If you have big data, you basically have three options:

  1. Format and trim your data so it fits in memory or get more RAM;
  2. Chunk your data yourself;
  3. Use specialized software.


Avoid Spillover

Working with data that doesn't fit into RAM is a headache. If there's anyway you can avoid it, you should, which can potentially be accomplished via two methods:

  • Drop variables or store them more efficiently: If you're used to small datasets, you may be in the habit of always carrying around all the variables in a survey or dataset. But if you only keep the variables you absolutely need, or find ways to store them more efficiently, you can often stay within your size limits. For example, String variables take up lots of space -- if you can, turn them into numeric variables (see Data Types for more on data types).
  • Get more RAM: RAM isn't cheap, but nor is your time, and buying more RAM can save you an amazing amount of trouble. And if you can't afford to buy your own, you may find that it's cheaper to rent a computer with more RAM from cloud services like Amazon, which are often surprisingly affordable! For more, see the page on Cloud Computing Resources.

Chunking

One way to manipulate large datasets is by chunking -- loading your data into RAM one chunk (say, 1 million rows) at a time, manipulating it, and then appending it to a new data file. This is relatively straightforward for operations that act only on single rows -- like recoding variables -- but a little harder when you start doing things that involve multiple rows at once (like sorting, or taking averages over groups).

Chunking in R

R has two main libraries for this type of data manipulation: ffbase and bigmemory .

Chunking in Python

The main library for chunking in Python is PyTables, although PyTables is actually built into Pandas, so if you're using pandas, take a look at the tools for manipulating, saving to, and reading from HDF files.

Use Specialized Software

If you don't want to try to do this yourself, there is also software designed to handle these kinds of chunking operations behind the scenes. The most notable of these is SQL, which is designed to handle large datasets on standard computers, but there are many more emerging constantly.

One option worth mentioning is a data management tool called Anatella, though please read the full Anatella page if you're thinking of using it, as it has several shortcomings.

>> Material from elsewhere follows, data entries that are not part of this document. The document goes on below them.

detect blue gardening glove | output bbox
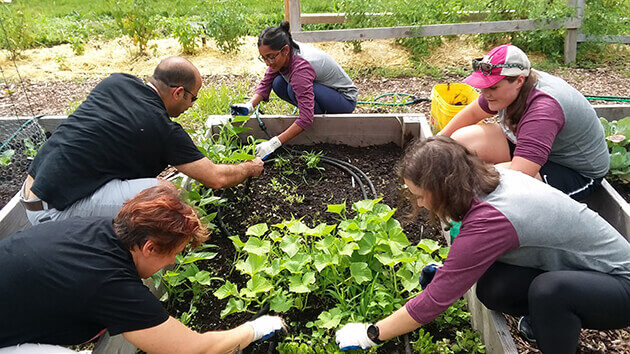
[230,102,254,116]
[246,315,287,342]
[335,323,376,351]
[420,263,440,290]
[256,136,282,160]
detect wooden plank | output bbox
[293,19,579,42]
[0,192,31,240]
[577,33,630,44]
[289,0,302,34]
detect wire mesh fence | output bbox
[0,116,46,207]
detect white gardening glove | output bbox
[245,315,286,342]
[335,323,376,351]
[256,136,282,160]
[230,101,254,116]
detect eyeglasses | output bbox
[473,58,525,76]
[168,85,198,102]
[258,49,282,63]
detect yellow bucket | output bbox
[429,83,479,134]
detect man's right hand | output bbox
[245,157,264,177]
[246,315,287,342]
[230,102,254,116]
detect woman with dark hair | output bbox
[0,181,285,354]
[231,21,358,158]
[336,136,630,354]
[438,45,610,200]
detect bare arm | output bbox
[375,306,420,340]
[438,99,493,136]
[175,157,263,189]
[498,156,542,180]
[123,317,254,354]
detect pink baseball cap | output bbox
[464,44,531,88]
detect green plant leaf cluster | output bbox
[600,117,630,183]
[214,199,446,348]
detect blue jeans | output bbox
[272,75,357,114]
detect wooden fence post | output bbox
[564,0,585,64]
[284,0,302,33]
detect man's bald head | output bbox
[149,57,201,91]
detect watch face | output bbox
[368,325,379,343]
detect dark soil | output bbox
[505,315,630,354]
[165,144,446,353]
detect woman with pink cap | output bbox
[439,44,610,200]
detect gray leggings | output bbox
[477,262,630,354]
[20,178,158,225]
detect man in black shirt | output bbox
[0,182,284,354]
[21,57,263,225]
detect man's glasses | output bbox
[258,49,282,63]
[473,58,525,76]
[168,85,198,102]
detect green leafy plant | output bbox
[22,138,40,160]
[600,117,630,183]
[214,199,444,347]
[0,149,15,167]
[107,0,159,55]
[205,0,247,53]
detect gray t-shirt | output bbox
[478,70,610,178]
[405,169,630,324]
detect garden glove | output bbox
[245,315,287,342]
[256,136,282,160]
[335,323,376,351]
[420,263,440,290]
[230,102,254,116]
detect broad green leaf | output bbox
[326,202,346,215]
[236,253,267,276]
[265,258,281,277]
[288,220,311,235]
[280,235,300,257]
[188,270,220,286]
[308,223,335,236]
[375,253,396,267]
[241,274,273,298]
[228,236,245,251]
[245,223,269,237]
[337,230,364,242]
[289,272,315,294]
[357,232,376,256]
[317,307,343,329]
[179,252,217,265]
[350,262,372,284]
[269,230,282,242]
[313,253,339,272]
[315,235,335,252]
[243,236,271,256]
[269,293,293,313]
[221,297,245,318]
[214,281,238,299]
[339,242,359,257]
[284,252,312,274]
[418,238,440,254]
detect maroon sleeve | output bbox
[405,198,519,324]
[254,68,280,99]
[290,56,317,130]
[514,89,565,166]
[477,95,497,114]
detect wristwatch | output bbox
[367,324,383,344]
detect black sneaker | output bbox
[517,316,536,343]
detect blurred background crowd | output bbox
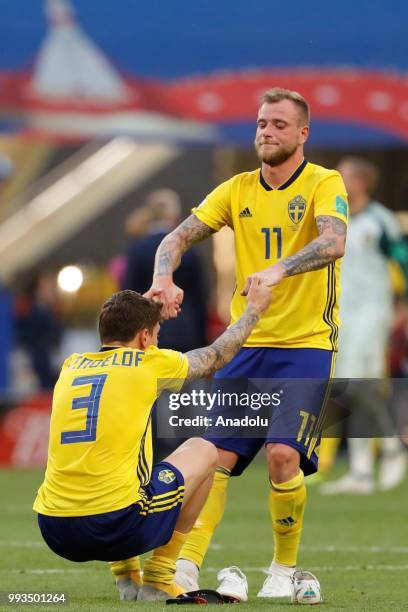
[0,0,408,493]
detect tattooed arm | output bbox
[154,215,214,277]
[144,215,214,319]
[242,216,347,295]
[186,280,272,379]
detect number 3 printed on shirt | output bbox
[61,374,108,444]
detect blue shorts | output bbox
[38,461,184,561]
[205,348,334,476]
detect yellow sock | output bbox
[109,557,142,584]
[319,436,341,473]
[143,531,188,597]
[179,466,231,568]
[269,470,306,567]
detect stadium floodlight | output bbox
[57,266,84,293]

Another option is to turn to what's called distributed computing, where both data and computations are distributions across lots of machine, for examine on Amazon servers. Distributed computing tools not only have the advantage of being built to handle data that doesn't fit into memory, but also make it (relatively) easy to parallelize tasks across lots of computers, potentially spending up computations dramatically, though doing so requires learning some new tricks. See the Distributed Computing page for more information.

REALLY Big Data

As noted above, while most social scientists are likely dealing with data that doesn't fit into RAM, there is also the case of data that is so big that it won't even fit on one computer. If you're in this situation, you need to use a distributed computing tool, like Hadoop or Spark. See the Distributed Computing page for more on these systems.